I frowned, scratching absently at the place over my heart. “What do you mean?”

Rans sighed. “I mean that you somehow managed to seduce a bunch of straight-laced Fae into wanting you, and then you pulled animus from them until two of them collapsed dead at your feet. The others must have twigged onto what you were doing and cut the magical connection before you could kill them, too.”

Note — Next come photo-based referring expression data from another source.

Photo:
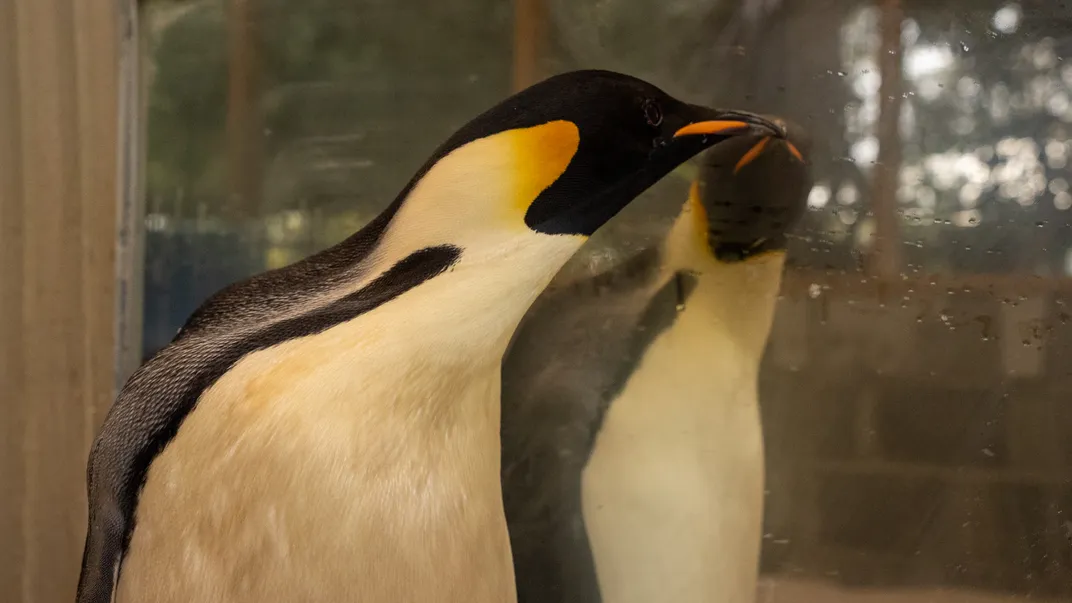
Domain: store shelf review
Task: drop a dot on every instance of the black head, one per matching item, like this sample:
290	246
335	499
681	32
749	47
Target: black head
593	141
753	190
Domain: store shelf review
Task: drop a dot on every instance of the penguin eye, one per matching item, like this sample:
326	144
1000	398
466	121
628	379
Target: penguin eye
653	113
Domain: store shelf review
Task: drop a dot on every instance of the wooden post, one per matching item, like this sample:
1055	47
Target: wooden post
530	17
886	253
58	201
243	114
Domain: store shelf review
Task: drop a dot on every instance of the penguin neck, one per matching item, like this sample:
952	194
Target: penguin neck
475	306
733	300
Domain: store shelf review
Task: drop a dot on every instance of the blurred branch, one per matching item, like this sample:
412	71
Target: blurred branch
243	118
530	19
886	254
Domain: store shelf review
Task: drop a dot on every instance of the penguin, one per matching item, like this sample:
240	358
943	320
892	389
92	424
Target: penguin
330	430
633	458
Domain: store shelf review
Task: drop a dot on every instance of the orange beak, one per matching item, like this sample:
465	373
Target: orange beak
715	127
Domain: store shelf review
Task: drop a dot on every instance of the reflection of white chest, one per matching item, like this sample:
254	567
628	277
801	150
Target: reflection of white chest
672	494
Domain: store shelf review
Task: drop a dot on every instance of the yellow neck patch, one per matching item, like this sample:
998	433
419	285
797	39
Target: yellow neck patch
698	220
541	153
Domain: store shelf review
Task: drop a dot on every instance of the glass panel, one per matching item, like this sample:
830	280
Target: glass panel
912	385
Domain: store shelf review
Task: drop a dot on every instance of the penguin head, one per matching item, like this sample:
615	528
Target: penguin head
753	190
566	155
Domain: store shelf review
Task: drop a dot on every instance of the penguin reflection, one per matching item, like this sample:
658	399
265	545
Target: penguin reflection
633	458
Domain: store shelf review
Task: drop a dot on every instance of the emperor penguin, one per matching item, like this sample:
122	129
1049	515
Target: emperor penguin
329	431
633	452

Again, I tried to picture it without success.

“Oh,” I said stupidly.

“Guthrie succeeded in taking out three more of them, and I took down the fourth. You’d already been shot in the gut by that time, mind you.”

My mouth worked for a couple of seconds before words came out. “Is... Guthrie okay?”

He drew breath and held it for a moment before replying, “Guthrie is... more or less recovered. Physically, at least. I wouldn’t care to speculate about any potential mental scarring he might have suffered after draining eight or nine pints of succubus blood from his own granddaughter.”

“Um... he did what, now?” I asked.

Rans gave his head a tiny, sharp shake. “I’m getting ahead of myself. I tried to feed you my blood to heal you—”

At the mention of blood, my stomach gave a sudden clench of need—the reaction so visceral and unexpected that I glanced down at my belly button like some kind of dunce.

“—but you couldn’t keep it down. I managed to close the bullet wound by dripping my blood directly into it. Even so, you were weakening. I have a theory that pulling so much Fae animus at once poisoned you. Fatally.” I looked up, startled, and Rans’ piercing gaze trapped mine. “It poisoned you fatally, Zorah.”

My hand pressed flat against the space between my breasts, where I’d been mindlessly worrying at the skin with my fingers. No heartbeat pulsed through the cage of flesh and ribs. Understanding dawned.

“Oh,” I said again.

He was still staring at me as though he expected me to, I dunno... curse at him, or hit him or something. To rail at him...

Like Guthrie had railed at him.

I dragged my hand away from my unbeating heart and cupped his jaw. It was sticky with blood.

“Thank you,” I whispered.

His chest gave a sharp lurch as though he’d gulped a breath in reaction to my quiet words. He leaned forward and I met him halfway, our foreheads resting together. I could feel him shaking.

“I figured out fairly quickly that you were craving sex as well as blood,” Rans said into the space between us, the words spilling out as though they’d been dammed up, waiting to tumble free. “Guthrie had to be the one to turn you, Zorah. It was the only way, because I will always die in the same instant that you do. I couldn’t have finished the job on my own. But since then, I’ve been the only one to feed you. We’re in a rental villa south of St. John’s right now. He’s been mesmerizing random tourists and bringing them back here to keep me topped off.”